I think it really hit me when I saw the dirt bike. I hadn’t seen that dirt bike in years, but I remembered the story behind it. It had been bought cheap, fixed up in a garage, and when finally complete, was brought to a party at a friends’ house in the country. The owner rode it first, then handed the helmet to my wife. She proceeded to take it on a loop of the property, then lost control and ended up riding the thing directly into the corner of a limestone barn. Becky recovered within a couple of weeks from her spill, but when I saw the dirt bike sitting out waiting to be loaded into a moving trunk on Monday afternoon, I realized it had set for the last seven years with a bent rim waiting to be repaired.
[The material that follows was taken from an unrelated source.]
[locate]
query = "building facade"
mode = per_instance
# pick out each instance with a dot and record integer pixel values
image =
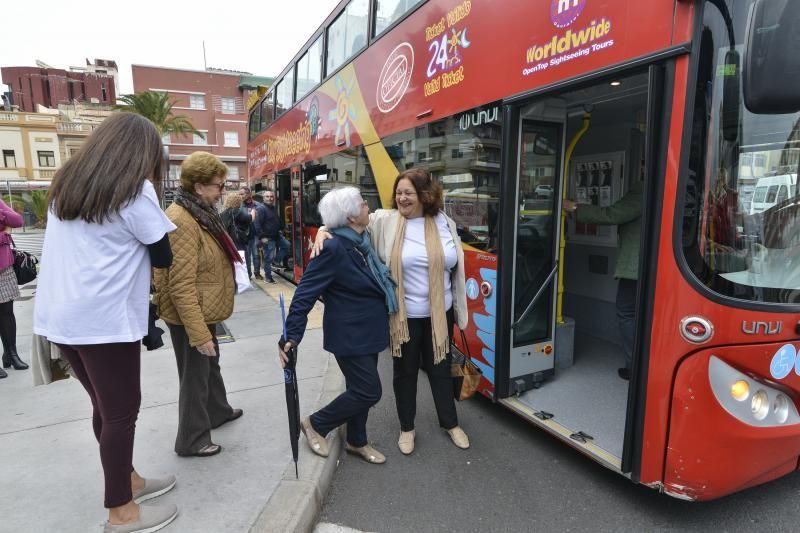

On one hand you could say “come on, a bent rim, that’s an easy fix, why has it taken so long to fix it?”, and you’d be right. But having been friends with the owners of that bike for the past ten years, I know the stories of how life has intervened. Her chronic illness. His serious infection that cost him the vision in one eye. (No small thing for a pilot!) The business start-up. Later, the provision of a flying job. (Can you believe they let a one-eyed pilot fly 747s? I can.) The births of two delightful children. The struggles and joys of families, friends, church. I can very well understand why that dirt bike still has a bent rim. (On a side note: I wonder what projects I have sitting in the garage that still need completed…)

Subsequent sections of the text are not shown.